Notons aussi une convergence de dernière minute sur la réforme du régime des petites indemnités (RPI) : les partenaires sociaux s’entendent pour estimer que les travailleurs reconnus comme artistes ne puissent plus faire usage du régime des arts en amateurs (orientation future des RPI), sauf si la discipline où ils exercent en professionnels n’est pas la même que celle où ils veulent exercer en amateurs.
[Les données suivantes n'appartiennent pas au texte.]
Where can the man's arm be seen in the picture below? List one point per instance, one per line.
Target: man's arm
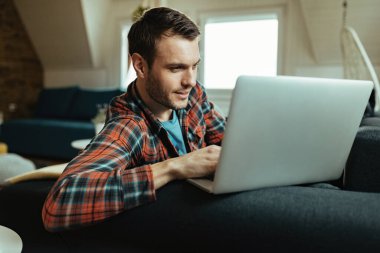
(102, 181)
(198, 163)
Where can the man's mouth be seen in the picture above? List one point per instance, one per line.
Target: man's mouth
(183, 94)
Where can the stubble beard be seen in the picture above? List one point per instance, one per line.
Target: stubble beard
(159, 95)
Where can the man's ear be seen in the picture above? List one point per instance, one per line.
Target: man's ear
(140, 65)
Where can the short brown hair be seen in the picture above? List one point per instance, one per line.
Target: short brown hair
(154, 24)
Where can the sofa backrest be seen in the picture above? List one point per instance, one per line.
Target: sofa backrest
(73, 102)
(55, 102)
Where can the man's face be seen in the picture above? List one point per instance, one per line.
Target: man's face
(173, 72)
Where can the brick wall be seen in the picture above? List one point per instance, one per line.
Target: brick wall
(21, 73)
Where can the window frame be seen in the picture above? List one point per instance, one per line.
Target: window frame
(242, 14)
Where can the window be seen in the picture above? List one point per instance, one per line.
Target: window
(236, 45)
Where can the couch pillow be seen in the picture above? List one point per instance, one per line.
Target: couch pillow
(55, 102)
(86, 102)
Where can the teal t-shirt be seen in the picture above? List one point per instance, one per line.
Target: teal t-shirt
(175, 133)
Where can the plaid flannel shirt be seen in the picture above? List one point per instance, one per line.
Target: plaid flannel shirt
(113, 173)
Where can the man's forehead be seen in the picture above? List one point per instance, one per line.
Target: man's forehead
(177, 49)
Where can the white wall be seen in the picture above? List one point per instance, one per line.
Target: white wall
(297, 55)
(90, 78)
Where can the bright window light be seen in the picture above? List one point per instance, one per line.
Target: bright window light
(233, 48)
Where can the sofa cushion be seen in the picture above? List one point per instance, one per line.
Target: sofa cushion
(86, 102)
(45, 137)
(55, 102)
Commission des arts et périmètre de la réforme


Pour le CNT, la composition floue de la future Commission du travail des arts (aujourd’hui Commission artistes) pose problème, et spécifiquement « se pose la question de l’opportunité de donner une voix prépondérante aux représentants du secteur dans l’interprétation de l’activité artistique et technique dans la mesure où lesdits représentants vont devenir à la fois juge et partie quant à l’interprétation de la nature de l’activité artistique ». Les fédérations culturelles, qui revendiquaient cette « prépondérance », vont d’autant moins apprécier ce point que l’avis fait l’unanimité des partenaires sociaux.
Quant à l’élargissement des compétences de cette commission, le CNT a durci récemment son avis : « cet élargissement proposé des compétences est trop large », « la mission première (…) est constituée par la délivrance de l’attestation de travail des arts », et ceci surtout : « l’Onem reste compétent pour la détermination des droits au chômage ». Les employeurs en particulier martèleront ce point.
Vient alors le point faible de la réforme. Son périmètre – qui bénéficiera ou non du statut ? – n’a pas été défini, pas plus sa traduction mécanique en termes budgétaires. Un peu effrayé, le CNT s’interroge « sur la nécessité d’élargir la notion de travailleur des arts, ce qui peut représenter un groupe important dont il lui semble que l’ampleur n’a pas été mesurée quantitativement ». Et de mettre en avant l’expertise de l’actuelle Commission artistes qui a déjà développé « une jurisprudence importante autour de la notion de prestation artistique ».

L’accès au chômage divise les partenaires


Si ces points vont déjà glacer les artistes, ce n’est rien en regard des positions divergentes des employeurs et travailleurs sur le régime chômage, où le divorce est explicite. Pour les employeurs, l’élargissement de la notion d’artiste aux activités techniques, de soutien, péri- et para-artistiques « entraînera une augmentation incontrôlée du groupe des travailleurs des arts » et une rupture de l’équité avec les autres travailleurs. Quant aux nouvelles conditions d’accès et de maintien au chômage, les « organisations d’employeurs ne peuvent souscrire à ces propositions ». C’est clair, et l’avis ne peut que lister les deux positions antagonistes.

Les représentants des travailleurs, eux, s’opposent à la généralisation de la règle du cachet, et critiquent à leur tour l’élargissement du statut aux « fonctions de soutien », en ce qu’il pourrait étendre la précarité artistique à des travailleurs bénéficiant aujourd’hui d’un emploi stable.